With spring upon us and summer right around the corner, it's time to show a little leg. I'm talking skirts. Short skirts. Which are great, except when riding a bike. Active gal that I am, I love to ride my bike. But the world doesn't need to know what color underwear I'm wearing. So what are the options? The legging and bicycle shorts thing is utterly unglamorous. Bermuda shorts are not very femme. I have about a dozen wrap skirts, but have yet to find a way to prevent flashing Philly when the wind blows.

What about the skort?

A skort looks like a skirt from the front, but is actually shorts with a flap. Genius. I can ride like the wind, do cartwheels all day, and sit in an unladylike manner without embarrassment!

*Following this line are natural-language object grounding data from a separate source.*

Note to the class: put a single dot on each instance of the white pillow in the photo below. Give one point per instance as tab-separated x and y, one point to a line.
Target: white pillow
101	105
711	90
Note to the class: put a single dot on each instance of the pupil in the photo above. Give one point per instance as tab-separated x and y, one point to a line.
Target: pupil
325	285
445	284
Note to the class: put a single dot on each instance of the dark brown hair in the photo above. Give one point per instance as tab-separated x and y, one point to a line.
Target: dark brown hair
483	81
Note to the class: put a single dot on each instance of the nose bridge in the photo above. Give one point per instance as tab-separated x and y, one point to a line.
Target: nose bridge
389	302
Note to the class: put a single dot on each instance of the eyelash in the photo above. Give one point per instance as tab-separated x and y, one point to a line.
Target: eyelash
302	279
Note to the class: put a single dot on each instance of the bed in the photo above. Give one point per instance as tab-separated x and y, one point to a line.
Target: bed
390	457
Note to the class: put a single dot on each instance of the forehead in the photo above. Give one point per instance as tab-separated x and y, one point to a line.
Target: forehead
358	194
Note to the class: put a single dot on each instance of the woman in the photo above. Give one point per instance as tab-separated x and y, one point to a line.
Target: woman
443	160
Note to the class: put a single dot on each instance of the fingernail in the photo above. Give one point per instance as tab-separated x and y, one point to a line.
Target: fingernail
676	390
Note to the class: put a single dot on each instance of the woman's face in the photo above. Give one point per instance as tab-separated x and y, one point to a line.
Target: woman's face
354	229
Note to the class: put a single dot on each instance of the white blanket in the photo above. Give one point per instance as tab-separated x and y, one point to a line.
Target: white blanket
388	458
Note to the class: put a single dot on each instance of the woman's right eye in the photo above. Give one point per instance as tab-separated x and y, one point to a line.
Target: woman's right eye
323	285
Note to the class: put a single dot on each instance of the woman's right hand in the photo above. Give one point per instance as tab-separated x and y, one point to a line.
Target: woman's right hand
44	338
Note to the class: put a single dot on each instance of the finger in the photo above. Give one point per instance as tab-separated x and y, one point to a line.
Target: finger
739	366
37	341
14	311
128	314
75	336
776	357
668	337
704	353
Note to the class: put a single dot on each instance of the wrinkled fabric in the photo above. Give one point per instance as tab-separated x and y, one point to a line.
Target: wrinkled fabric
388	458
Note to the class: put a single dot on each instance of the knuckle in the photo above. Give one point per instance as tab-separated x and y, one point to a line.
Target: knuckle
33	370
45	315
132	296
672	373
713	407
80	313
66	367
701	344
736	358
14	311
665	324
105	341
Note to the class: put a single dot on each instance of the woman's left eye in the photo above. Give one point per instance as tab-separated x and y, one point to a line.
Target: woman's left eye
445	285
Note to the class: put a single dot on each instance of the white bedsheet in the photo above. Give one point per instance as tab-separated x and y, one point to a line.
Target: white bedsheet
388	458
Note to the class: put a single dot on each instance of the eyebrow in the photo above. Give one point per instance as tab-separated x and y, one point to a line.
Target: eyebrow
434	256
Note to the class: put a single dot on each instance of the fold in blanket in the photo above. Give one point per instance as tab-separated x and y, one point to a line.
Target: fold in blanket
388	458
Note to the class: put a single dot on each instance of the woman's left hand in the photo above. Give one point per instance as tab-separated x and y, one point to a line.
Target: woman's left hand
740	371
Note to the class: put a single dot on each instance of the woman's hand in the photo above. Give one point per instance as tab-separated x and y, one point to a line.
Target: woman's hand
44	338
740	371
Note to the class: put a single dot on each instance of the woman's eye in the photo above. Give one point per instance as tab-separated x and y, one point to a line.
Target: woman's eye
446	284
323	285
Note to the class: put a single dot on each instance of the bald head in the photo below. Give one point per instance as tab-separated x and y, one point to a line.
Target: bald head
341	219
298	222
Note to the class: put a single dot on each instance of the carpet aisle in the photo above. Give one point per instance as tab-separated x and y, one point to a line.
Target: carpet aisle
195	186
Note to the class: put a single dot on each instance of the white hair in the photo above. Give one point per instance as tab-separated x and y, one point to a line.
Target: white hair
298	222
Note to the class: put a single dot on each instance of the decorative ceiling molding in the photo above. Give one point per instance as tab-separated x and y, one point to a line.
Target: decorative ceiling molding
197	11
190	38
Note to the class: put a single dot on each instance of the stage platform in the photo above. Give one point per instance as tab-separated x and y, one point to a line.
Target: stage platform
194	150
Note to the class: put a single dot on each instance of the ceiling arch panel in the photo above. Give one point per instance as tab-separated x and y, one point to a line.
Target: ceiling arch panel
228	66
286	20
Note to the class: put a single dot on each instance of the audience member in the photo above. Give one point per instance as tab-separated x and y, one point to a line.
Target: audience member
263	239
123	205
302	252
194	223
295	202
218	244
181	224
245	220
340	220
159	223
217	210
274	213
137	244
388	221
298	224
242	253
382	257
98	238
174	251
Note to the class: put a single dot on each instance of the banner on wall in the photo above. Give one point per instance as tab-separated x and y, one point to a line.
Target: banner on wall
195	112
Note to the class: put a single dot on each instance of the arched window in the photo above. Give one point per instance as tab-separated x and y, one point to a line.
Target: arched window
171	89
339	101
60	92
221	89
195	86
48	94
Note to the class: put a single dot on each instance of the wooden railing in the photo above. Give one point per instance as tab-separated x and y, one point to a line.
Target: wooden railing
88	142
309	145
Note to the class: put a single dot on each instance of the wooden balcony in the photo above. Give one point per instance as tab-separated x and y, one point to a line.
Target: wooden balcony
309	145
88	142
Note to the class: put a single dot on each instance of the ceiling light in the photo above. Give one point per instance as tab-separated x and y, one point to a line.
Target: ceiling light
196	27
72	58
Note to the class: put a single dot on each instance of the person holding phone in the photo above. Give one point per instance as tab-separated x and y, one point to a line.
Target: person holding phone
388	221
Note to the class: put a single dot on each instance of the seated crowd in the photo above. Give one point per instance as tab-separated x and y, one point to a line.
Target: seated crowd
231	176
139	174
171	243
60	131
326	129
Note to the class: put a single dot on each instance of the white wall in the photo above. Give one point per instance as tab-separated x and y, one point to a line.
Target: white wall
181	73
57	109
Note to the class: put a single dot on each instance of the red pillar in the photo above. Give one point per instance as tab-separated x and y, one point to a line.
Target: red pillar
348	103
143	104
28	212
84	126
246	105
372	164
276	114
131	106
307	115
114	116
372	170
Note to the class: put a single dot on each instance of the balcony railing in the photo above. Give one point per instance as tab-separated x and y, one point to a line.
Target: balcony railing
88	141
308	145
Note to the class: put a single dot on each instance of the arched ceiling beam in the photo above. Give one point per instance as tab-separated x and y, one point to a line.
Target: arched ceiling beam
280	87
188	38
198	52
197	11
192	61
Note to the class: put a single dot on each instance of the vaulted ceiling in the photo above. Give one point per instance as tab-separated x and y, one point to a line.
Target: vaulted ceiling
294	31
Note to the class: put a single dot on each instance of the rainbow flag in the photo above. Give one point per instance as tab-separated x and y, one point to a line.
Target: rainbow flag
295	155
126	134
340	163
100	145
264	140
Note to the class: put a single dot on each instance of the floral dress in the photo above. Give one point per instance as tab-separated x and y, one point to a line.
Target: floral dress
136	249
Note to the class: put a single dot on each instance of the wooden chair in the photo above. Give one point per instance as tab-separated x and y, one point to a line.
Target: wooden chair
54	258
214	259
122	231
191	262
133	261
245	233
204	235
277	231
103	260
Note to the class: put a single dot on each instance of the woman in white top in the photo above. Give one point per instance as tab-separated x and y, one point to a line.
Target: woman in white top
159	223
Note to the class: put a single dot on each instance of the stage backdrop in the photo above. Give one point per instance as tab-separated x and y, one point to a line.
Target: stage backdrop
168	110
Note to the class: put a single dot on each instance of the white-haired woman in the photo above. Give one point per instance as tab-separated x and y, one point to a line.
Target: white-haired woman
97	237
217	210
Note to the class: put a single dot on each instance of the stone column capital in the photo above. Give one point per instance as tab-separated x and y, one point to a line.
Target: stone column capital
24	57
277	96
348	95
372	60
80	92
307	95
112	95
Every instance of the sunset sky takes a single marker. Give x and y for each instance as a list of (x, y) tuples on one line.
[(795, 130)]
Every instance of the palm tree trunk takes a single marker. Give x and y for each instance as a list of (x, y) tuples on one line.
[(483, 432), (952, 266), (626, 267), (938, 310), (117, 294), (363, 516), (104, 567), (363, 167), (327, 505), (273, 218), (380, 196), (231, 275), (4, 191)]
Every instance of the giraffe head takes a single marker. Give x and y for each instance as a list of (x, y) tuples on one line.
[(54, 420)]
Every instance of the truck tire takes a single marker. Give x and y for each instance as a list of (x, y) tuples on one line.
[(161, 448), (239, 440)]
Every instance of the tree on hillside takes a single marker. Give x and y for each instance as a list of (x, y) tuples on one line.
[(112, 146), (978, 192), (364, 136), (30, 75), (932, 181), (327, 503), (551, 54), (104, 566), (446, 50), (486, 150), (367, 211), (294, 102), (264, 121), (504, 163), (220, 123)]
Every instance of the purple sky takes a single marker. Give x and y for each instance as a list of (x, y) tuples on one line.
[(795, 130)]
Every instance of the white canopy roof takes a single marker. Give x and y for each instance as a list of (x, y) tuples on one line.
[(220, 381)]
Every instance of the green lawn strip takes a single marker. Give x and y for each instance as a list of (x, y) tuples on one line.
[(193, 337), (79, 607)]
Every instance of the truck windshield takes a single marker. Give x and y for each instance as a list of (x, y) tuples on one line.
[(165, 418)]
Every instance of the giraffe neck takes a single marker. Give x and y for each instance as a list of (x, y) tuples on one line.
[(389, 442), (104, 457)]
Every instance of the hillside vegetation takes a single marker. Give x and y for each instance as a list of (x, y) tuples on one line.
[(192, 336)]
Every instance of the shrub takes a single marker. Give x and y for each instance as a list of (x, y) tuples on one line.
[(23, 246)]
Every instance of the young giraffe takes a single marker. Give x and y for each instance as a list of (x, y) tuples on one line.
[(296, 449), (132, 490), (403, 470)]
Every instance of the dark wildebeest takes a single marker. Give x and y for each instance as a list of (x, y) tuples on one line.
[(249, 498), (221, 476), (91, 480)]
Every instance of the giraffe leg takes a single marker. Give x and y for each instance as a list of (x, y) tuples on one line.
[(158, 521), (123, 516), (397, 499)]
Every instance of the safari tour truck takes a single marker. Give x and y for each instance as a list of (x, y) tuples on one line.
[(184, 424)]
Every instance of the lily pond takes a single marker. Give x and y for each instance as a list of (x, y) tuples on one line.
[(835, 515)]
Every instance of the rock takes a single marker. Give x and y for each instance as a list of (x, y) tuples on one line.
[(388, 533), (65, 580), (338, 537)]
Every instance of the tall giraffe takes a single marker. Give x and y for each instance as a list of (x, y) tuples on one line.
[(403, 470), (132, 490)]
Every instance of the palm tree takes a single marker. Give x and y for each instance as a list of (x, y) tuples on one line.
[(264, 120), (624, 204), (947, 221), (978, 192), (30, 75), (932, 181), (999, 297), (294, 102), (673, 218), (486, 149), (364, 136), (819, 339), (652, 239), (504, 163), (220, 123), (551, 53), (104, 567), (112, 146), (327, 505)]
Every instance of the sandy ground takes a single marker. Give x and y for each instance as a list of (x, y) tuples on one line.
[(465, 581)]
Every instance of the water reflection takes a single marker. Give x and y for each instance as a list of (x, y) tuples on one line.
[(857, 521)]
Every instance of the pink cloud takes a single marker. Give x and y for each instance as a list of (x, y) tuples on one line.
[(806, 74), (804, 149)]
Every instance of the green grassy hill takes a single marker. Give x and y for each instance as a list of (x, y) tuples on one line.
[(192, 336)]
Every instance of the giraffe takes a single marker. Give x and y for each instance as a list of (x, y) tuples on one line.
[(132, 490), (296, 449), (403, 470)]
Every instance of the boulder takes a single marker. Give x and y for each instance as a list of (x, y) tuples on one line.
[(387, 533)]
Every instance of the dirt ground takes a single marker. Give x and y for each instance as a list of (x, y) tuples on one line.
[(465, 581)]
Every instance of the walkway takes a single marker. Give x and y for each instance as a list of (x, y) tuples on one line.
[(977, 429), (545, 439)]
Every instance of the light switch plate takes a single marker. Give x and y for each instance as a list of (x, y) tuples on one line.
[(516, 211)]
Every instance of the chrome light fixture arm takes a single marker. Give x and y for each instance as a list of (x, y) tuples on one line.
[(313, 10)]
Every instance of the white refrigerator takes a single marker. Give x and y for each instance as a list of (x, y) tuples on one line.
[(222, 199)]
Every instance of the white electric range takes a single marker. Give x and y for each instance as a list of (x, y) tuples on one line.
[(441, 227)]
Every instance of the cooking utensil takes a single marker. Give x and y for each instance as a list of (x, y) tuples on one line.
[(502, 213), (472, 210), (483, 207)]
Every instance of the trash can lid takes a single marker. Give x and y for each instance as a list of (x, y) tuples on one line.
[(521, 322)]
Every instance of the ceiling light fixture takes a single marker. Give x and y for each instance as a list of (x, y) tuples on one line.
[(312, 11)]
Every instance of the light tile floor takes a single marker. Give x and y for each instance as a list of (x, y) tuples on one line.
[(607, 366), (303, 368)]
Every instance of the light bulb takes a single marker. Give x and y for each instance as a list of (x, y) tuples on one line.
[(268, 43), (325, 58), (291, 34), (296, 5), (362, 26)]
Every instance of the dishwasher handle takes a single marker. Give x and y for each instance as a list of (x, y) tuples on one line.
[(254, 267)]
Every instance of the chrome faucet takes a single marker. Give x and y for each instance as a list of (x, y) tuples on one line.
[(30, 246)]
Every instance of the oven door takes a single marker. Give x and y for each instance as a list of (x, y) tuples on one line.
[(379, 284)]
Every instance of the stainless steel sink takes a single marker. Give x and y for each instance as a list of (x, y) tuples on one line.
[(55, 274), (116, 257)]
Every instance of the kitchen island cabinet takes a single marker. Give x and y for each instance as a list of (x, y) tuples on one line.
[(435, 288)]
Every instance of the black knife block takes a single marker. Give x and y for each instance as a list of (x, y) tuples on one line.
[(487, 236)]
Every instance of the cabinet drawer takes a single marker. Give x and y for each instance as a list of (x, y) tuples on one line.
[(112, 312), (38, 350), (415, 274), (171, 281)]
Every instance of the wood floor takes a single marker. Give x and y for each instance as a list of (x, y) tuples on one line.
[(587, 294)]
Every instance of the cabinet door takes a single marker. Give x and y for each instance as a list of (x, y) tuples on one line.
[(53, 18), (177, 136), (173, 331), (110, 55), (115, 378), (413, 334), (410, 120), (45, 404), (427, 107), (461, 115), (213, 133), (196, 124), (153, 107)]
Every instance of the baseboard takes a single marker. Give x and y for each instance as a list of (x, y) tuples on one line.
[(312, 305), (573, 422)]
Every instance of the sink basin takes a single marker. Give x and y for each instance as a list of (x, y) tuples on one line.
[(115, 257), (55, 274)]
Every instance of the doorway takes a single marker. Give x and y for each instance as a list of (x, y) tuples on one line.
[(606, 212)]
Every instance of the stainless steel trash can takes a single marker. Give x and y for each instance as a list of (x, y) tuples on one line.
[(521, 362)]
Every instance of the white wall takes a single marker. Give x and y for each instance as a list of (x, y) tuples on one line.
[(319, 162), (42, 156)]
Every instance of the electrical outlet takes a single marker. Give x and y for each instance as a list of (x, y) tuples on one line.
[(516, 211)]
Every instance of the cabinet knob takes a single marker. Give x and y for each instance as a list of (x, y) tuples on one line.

I checked out a few shops looking for my summer solution. Contempo Casuals offers two styles in corduroy and khaki. The corduroy is cute, but if I bend slightly, you could call me "cheeky." The khaki isn't as obscenely short, but I can't stop staring at my butt. The Gap also offers two skorts in denim and khaki -- these are too matronly. In the changing room, the frump element is only heightened. The khaki is wrinkled and lackluster, like a uniform. The denim is even worse. Old men on Hee Haw look better than I do in this.

What's preventing the skort from becoming my perfect summer garment?

In a word, sex. These skorts are extremely unsexy. The high-waisted numbers at the Gap are like tents. Contempo's are only as sexy as the wearer's ass - fully displayed in these babies.

I called two local designers for support, Submission's Kim Montenegro and Retroactive's Larry McGearty.

"I hate them," said McGearty. "We came across some old garments recently and I got excited because I thought they were skirts. But then I turned them around and saw that they were skorts. They look weird, but we're going to try and create something from them." In spring '98, when Retroactive debuts their new line, perhaps McGearty will have solved his skort problems.

Montenegro has a solution right now.

"I've never had much luck with skorts," said Montenegro, "but I had the funniest idea. For people with nice asses and bad bikini lines I could design a skort with a g-string back and a skort front! I'm incorporating them this season, in different stretchy fabrics."

(Kim's skorts are available, custom-made, in one to two weeks. Call 627-4487 or stop in her showroom at 213 Vine St. )

I can't wear a g-string around town -- I'm afraid of the traffic accidents I might cause on my bike. So until I find my solution to the skort, I'm headed to Daffy's to get some lovely new undies.